Note: This is course is being offered with experimental features.


Computational methods are a critical component of many fields of physics research. With the rise of deep learning and the development of large-scale computational facilities, the impact of computation has become increasingly important. Physics research in a broad range of fields has been rapidly accelerated due to emerging numerical techniques that have allowed for more comprehensive data analysis and increased computational complexity of physical phenomena. Much of the recent work in physics underpins the emerging field of Data Science and has helped to cultivate critical problems with solutions that cross-cut many areas of research.

This course will teach you how to critically apply data science tools to physics data analysis, using Jupyter notebooks. You will recreate Nobel Prize discoveries and perform modern physics data analysis with research grade data. Additionally, you will understand the core data science toolkit required to be a physicist in the modern era.

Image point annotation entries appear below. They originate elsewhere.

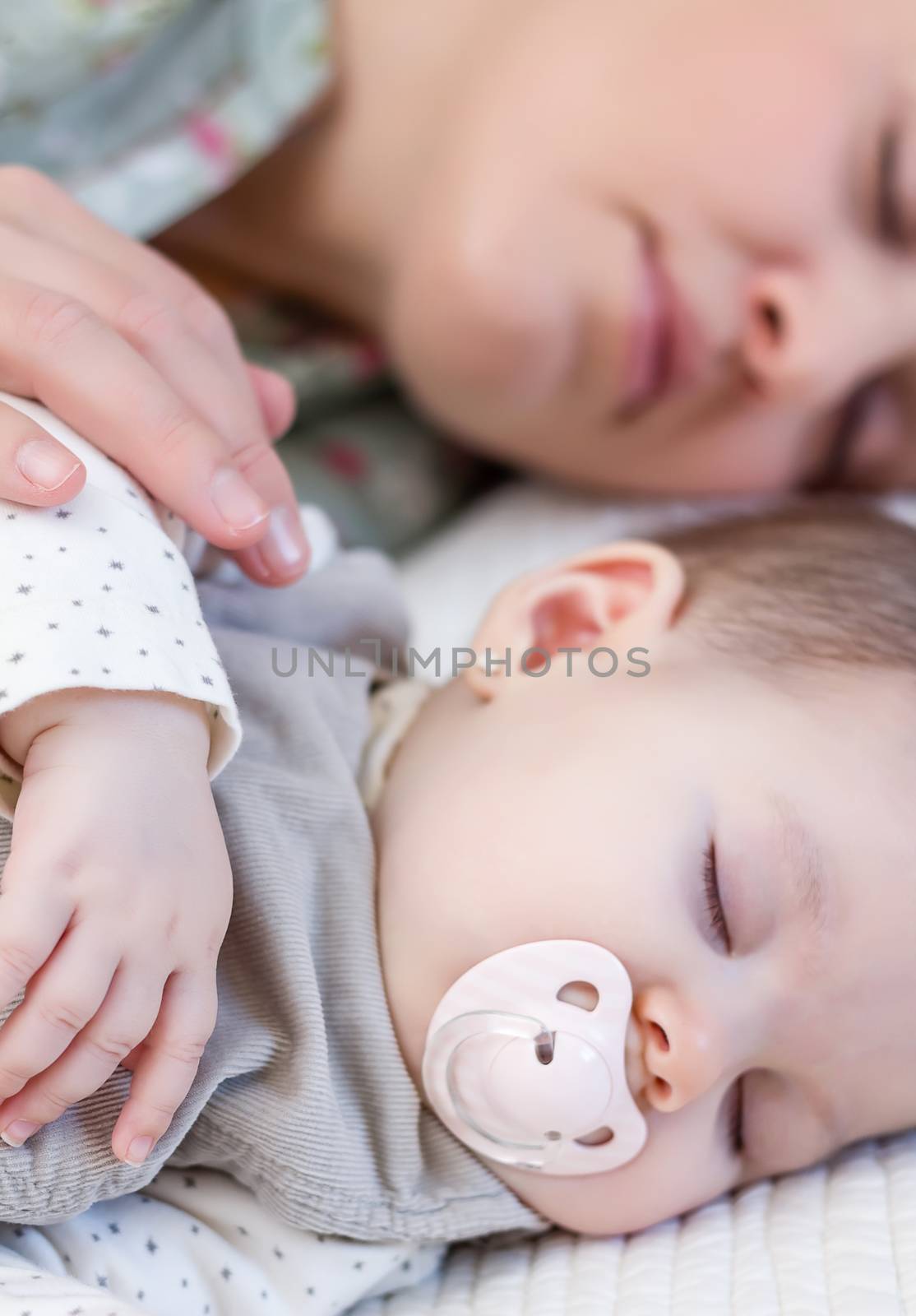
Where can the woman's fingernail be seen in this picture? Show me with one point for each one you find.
(283, 545)
(45, 464)
(17, 1132)
(138, 1151)
(234, 499)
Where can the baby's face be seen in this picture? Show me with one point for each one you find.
(780, 1010)
(681, 234)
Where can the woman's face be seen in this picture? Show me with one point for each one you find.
(670, 245)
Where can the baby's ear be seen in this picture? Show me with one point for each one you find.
(626, 591)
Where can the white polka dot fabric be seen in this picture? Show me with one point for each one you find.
(98, 592)
(194, 1244)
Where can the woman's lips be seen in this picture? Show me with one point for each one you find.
(662, 349)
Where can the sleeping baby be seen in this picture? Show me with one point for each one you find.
(615, 920)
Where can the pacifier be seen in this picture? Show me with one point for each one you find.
(530, 1079)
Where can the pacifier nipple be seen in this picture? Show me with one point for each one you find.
(525, 1059)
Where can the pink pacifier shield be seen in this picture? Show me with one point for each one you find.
(527, 1078)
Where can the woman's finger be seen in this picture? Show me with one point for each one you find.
(59, 1002)
(124, 1017)
(35, 469)
(166, 1065)
(276, 399)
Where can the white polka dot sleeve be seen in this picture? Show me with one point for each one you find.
(98, 592)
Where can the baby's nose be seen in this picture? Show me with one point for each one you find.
(683, 1053)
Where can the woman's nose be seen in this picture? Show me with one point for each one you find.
(685, 1052)
(815, 333)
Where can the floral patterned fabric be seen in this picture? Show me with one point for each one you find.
(146, 109)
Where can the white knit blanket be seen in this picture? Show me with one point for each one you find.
(839, 1239)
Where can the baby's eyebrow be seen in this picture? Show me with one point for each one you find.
(804, 864)
(803, 861)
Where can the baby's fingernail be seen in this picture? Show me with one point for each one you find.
(283, 546)
(234, 499)
(45, 464)
(17, 1132)
(138, 1151)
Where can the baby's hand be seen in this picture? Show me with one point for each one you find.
(116, 899)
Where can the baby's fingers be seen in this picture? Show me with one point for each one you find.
(125, 1017)
(166, 1065)
(35, 469)
(32, 921)
(59, 1002)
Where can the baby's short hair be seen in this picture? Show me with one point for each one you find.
(826, 583)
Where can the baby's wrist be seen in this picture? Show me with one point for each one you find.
(111, 712)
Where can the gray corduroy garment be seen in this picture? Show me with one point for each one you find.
(302, 1092)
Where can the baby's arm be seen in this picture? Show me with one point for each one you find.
(118, 888)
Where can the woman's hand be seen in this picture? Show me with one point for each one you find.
(131, 352)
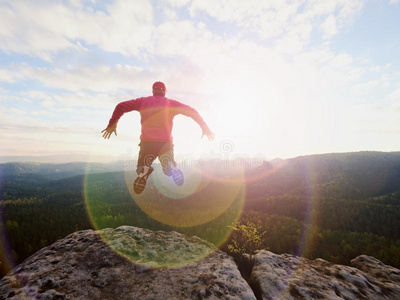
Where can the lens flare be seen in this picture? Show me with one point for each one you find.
(200, 207)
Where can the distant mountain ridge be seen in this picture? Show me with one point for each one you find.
(354, 175)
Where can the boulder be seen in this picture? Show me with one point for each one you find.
(290, 277)
(127, 263)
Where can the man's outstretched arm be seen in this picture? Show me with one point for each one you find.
(120, 109)
(192, 113)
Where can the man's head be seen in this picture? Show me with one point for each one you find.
(159, 89)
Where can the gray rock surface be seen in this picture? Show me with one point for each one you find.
(134, 263)
(289, 277)
(127, 263)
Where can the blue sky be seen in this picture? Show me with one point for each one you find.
(278, 78)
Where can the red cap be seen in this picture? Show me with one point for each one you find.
(159, 86)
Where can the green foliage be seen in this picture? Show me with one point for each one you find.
(246, 238)
(334, 206)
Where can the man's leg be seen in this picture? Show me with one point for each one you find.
(146, 157)
(168, 163)
(166, 157)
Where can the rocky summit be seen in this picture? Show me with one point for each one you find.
(127, 263)
(135, 263)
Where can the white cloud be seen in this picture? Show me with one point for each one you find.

In this course, you will learn the core statistical tools needed to analyze data and extract physics parameters from the data. Furthermore, you will learn when it is critical to apply the data science toolkit or the physics toolkit to obtain high quality physics results. The class is designed around research “modules,” where learners work on each module to gain experience with a specific scientific challenge. The first module is related to analysis of Laser Interferometer Gravitational-Wave Observatory (LIGO) data. Additionally, the content of this course will be accessible through Jupyter notebooks, which learners are encouraged to edit and run, in order to advance through computational problems and projects.

This course presents real-world, Noble Prize-winning physics data, allowing you to recreate and learn the physics and data science tools behind these discoveries. Learners within the fields of physics and data science can benefit from this class. Moreover, those interested in simply understanding the data analysis toolkit used in modern physics would benefit from this. This class is a stepping stone towards the rapidly developing cross-disciplinary fields of data science, artificial intelligence and physics.

What you'll learn

Probability distributions, error propagation, data fitting, uncertainty, likelihood, Fourier analysis, confidence, correlations, covariance, matched filtering, working with Jupyter notebooks.

Prerequisites

  • Basic understanding of Python
  • Understanding of Classical Mechanics including Kepler’s laws
  • Basic understanding of Statistics and Probability

Who can take this course?

Because of U.S. Office of Foreign Assets Control (OFAC) restrictions and other U.S. federal regulations, learners residing in one or more of the following countries or regions will not be able to register for this course: Iran, Cuba, Syria, North Korea and the Crimea, Donetsk People's Republic and Luhansk People's Republic regions of Ukraine.